Accepted
2026-04-06
The solution contains three core domain services: CustomerManagement, VehicleManagement, and WorkshopManagement. Each service owns its data and encapsulates its domain logic, but the complexity and nature of that logic differs significantly across these services.
A uniform approach to data management and domain modelling could have been applied across all services for consistency. Alternatively, each service could be designed fit-for-purpose based on the complexity and characteristics of its domain.
Event Sourcing and Domain-Driven Design (DDD) are applied exclusively to WorkshopManagementAPI. CustomerManagementAPI and VehicleManagementAPI use a straightforward CRUD approach with Entity Framework Core.
Workshop Management is the core bounded context of the domain — it is where the primary business activity (planning and executing vehicle maintenance) takes place and where the most business rules live. This justifies the investment in a richer design:
- Multiple business rules govern when and how maintenance jobs can be planned (
WorkshopPlanningRules,MaintenanceJobRules). - The state of a
WorkshopPlanningaggregate evolves through a meaningful sequence of events (MaintenanceJobPlanned,MaintenanceJobFinished, etc.) that are worth preserving as first-class facts. - DDD patterns (aggregates, value objects, domain exceptions) provide the right tools to model and protect this complexity.

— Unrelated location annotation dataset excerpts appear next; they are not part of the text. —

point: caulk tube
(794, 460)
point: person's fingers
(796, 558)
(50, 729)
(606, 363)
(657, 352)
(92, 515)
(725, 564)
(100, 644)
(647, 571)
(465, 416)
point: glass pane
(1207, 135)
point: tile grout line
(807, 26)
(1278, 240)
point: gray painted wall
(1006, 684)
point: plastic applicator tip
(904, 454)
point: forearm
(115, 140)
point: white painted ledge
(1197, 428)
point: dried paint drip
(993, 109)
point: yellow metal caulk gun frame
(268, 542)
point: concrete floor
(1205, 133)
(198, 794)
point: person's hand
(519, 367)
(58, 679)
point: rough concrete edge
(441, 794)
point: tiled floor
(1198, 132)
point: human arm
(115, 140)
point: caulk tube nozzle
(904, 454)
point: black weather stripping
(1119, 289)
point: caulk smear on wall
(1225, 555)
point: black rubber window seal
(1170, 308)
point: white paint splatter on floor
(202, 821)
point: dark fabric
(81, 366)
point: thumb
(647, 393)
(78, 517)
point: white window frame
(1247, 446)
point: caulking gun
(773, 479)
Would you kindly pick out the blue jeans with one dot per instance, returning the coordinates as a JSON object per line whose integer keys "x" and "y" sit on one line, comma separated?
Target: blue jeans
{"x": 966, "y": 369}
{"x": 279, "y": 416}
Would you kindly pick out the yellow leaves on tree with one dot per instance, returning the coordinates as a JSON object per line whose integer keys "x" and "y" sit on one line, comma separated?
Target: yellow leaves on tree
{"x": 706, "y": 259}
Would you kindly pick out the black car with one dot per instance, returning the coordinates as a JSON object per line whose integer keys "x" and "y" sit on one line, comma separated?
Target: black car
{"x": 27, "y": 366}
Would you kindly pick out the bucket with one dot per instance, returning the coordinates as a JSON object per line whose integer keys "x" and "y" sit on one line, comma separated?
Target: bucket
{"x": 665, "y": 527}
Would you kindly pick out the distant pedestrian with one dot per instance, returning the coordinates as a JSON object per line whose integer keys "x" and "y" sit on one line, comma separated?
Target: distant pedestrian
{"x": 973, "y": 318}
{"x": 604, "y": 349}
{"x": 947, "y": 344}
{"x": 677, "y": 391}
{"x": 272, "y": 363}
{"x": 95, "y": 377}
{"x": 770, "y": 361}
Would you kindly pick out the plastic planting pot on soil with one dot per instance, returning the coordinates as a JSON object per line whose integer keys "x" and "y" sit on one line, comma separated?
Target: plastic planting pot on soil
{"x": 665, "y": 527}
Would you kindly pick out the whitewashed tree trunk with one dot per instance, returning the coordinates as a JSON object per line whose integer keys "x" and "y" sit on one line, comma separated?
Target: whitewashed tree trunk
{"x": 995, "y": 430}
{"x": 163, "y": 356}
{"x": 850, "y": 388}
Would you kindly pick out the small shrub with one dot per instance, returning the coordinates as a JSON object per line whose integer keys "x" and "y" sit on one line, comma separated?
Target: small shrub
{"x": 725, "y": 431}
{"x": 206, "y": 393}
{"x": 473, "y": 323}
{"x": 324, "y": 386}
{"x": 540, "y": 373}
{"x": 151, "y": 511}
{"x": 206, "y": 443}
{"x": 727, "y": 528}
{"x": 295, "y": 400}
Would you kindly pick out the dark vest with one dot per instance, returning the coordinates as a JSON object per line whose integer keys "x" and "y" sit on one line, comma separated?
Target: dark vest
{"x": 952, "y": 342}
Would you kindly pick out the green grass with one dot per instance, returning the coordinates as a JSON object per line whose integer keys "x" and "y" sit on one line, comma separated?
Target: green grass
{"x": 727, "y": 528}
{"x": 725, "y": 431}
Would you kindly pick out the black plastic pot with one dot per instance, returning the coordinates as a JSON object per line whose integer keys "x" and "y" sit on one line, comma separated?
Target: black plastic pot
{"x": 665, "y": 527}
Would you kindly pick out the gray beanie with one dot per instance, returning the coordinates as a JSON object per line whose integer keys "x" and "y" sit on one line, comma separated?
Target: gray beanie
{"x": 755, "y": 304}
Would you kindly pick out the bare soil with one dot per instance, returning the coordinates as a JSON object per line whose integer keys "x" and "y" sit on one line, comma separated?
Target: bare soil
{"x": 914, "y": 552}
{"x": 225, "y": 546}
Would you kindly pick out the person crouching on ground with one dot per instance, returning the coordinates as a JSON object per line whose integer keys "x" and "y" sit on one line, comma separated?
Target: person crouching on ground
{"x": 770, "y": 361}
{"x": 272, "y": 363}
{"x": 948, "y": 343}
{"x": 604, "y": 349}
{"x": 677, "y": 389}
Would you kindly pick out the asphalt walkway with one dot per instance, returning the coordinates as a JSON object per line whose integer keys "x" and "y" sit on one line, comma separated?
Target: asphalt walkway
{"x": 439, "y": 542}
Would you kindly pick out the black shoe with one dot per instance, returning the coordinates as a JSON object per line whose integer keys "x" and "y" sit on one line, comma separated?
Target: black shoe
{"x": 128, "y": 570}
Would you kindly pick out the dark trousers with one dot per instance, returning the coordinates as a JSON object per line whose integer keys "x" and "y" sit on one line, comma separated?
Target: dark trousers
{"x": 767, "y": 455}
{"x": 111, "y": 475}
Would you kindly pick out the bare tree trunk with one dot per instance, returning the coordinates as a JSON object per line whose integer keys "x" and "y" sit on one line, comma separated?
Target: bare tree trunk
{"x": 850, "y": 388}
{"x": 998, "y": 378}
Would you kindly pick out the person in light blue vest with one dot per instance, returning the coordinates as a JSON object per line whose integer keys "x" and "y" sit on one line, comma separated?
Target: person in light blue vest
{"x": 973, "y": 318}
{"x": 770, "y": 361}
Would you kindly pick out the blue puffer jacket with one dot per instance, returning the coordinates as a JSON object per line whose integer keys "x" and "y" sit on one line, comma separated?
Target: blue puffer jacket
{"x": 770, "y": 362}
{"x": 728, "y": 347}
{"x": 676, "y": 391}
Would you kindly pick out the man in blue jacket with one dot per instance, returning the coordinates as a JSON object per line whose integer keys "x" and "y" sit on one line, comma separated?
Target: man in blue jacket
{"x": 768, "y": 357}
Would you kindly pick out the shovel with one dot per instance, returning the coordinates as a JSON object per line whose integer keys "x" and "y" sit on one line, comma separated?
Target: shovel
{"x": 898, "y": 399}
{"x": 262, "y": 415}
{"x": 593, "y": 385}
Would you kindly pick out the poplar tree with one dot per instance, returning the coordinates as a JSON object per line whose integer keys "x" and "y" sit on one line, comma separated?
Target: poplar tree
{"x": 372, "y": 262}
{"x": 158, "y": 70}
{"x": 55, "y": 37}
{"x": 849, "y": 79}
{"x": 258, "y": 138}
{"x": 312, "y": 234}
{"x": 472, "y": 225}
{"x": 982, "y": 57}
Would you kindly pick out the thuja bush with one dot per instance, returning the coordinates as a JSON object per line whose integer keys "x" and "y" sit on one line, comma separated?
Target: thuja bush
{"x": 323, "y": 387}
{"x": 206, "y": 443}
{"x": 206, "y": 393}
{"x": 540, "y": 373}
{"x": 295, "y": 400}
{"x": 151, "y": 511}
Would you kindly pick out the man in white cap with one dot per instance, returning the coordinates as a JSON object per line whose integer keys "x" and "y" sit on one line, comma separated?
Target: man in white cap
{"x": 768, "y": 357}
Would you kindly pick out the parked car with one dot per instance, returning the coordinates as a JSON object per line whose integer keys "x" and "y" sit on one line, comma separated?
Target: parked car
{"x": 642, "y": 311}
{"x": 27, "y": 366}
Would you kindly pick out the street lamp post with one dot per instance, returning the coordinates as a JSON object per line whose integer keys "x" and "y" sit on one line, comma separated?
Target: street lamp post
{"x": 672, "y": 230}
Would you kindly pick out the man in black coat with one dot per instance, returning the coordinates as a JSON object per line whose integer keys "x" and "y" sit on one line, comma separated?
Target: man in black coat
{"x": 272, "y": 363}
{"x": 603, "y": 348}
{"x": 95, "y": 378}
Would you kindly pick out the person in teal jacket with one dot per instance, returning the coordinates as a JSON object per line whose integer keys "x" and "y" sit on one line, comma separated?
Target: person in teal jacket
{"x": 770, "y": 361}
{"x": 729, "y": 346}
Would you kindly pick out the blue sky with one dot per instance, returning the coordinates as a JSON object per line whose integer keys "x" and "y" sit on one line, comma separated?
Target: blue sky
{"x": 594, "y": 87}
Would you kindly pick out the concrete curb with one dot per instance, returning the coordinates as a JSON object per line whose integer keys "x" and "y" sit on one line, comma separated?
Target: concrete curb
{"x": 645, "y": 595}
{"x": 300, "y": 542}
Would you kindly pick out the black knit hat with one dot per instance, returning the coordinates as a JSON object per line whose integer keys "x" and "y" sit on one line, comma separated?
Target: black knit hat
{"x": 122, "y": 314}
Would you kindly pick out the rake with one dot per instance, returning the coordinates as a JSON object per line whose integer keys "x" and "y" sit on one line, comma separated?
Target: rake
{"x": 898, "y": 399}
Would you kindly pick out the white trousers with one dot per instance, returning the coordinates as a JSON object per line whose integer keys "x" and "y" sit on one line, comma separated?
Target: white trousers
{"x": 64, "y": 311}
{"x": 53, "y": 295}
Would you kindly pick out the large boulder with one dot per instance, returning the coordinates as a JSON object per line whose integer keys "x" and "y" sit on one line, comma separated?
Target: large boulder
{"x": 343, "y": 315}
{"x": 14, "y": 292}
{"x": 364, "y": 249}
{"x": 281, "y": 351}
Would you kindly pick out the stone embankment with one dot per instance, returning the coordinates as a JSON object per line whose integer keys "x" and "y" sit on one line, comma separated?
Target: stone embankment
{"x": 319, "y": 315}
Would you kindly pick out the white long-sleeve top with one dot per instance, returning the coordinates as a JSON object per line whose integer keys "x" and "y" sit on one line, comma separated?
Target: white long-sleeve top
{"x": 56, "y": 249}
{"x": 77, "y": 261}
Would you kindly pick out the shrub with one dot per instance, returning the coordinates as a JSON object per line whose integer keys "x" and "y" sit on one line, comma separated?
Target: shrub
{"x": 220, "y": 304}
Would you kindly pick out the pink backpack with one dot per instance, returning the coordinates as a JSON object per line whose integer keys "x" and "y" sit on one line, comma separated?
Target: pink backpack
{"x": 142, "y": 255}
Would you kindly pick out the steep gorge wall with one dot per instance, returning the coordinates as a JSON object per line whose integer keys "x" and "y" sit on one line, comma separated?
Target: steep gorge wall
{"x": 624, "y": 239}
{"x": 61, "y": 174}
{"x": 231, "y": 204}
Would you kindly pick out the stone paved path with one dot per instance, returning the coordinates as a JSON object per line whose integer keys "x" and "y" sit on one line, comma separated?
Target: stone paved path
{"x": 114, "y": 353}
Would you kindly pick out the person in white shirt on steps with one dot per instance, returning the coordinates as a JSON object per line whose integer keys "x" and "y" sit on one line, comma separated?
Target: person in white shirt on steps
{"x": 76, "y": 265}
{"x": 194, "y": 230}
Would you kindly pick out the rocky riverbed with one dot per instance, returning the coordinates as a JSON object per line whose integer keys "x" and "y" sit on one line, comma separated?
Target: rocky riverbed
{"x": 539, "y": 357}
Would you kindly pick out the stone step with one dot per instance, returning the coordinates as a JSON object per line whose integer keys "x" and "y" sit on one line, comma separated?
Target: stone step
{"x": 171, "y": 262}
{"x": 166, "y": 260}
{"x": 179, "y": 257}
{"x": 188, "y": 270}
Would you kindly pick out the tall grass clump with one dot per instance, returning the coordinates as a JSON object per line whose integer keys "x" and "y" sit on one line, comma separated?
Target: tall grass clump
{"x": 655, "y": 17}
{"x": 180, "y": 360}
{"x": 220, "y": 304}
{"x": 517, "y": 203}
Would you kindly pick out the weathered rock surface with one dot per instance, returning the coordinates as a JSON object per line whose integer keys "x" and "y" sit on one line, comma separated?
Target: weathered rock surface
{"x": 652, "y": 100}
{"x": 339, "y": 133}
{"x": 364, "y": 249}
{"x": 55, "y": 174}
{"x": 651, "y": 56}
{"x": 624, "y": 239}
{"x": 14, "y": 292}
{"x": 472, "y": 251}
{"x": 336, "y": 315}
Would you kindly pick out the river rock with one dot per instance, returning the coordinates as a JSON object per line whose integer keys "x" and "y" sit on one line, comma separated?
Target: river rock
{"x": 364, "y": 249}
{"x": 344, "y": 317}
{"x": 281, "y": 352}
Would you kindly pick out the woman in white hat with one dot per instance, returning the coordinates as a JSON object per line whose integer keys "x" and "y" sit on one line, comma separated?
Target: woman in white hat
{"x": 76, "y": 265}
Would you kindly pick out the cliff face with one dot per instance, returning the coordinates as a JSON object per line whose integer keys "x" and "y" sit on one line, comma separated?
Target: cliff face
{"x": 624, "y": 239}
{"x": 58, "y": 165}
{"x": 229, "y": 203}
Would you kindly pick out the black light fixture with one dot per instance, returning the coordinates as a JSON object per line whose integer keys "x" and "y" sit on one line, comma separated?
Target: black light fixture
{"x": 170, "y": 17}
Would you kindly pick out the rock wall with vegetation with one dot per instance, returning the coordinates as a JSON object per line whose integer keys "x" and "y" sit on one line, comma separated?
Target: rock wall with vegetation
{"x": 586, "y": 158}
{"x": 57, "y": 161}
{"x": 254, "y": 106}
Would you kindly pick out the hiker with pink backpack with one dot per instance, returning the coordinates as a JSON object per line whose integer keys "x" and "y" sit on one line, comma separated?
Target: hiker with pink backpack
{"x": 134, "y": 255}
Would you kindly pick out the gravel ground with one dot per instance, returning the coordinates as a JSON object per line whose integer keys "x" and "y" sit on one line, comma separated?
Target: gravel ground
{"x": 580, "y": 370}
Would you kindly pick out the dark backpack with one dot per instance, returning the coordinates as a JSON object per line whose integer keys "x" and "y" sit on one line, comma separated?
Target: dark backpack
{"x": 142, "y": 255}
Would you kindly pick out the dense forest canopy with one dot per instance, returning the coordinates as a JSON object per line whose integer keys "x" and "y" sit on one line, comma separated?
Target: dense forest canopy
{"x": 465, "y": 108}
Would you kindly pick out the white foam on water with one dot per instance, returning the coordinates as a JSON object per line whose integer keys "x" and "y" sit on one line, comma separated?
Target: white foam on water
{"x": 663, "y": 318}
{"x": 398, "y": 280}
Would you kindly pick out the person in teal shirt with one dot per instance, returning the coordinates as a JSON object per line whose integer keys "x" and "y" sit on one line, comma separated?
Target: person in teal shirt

Customer and Vehicle Management, by contrast, are supporting contexts with simple lifecycle semantics (register, update). There are no complex business rules, no meaningful state transitions, and no value in storing a history of changes. A CRUD approach with EF Core is the right fit for these services.
This contrast is also intentional from a pedagogical standpoint: the solution demonstrates that within a single microservices system, different services warrant different design approaches. There is no one-size-fits-all answer — the design should be fit-for-purpose per service.
- Each service is designed at the level of complexity its domain actually requires, avoiding both under-engineering (missing business rule protection) and over-engineering (unnecessary event sourcing in CRUD services).
- WorkshopManagementAPI serves as a concrete example of how to implement DDD, CQRS, and event sourcing in .NET.
- The contrast between services illustrates to developers that architectural patterns are tools to be applied selectively, not universally.
- The solution is less uniform: developers need to understand two distinct design styles when working across services.
- The WorkshopManagementAPI is significantly more complex to understand and extend than the CRUD services, which may steepen the learning curve for that specific service.
- Event sourcing across all services: Would impose unnecessary complexity on CustomerManagement and VehicleManagement, which have no need for event history or complex state transitions. Rejected as over-engineering for those contexts.
- CRUD across all services: Would fail to adequately model the business rules and state transitions in WorkshopManagement, and would miss the opportunity to demonstrate advanced DDD/event sourcing patterns. Rejected as under-engineering for that context.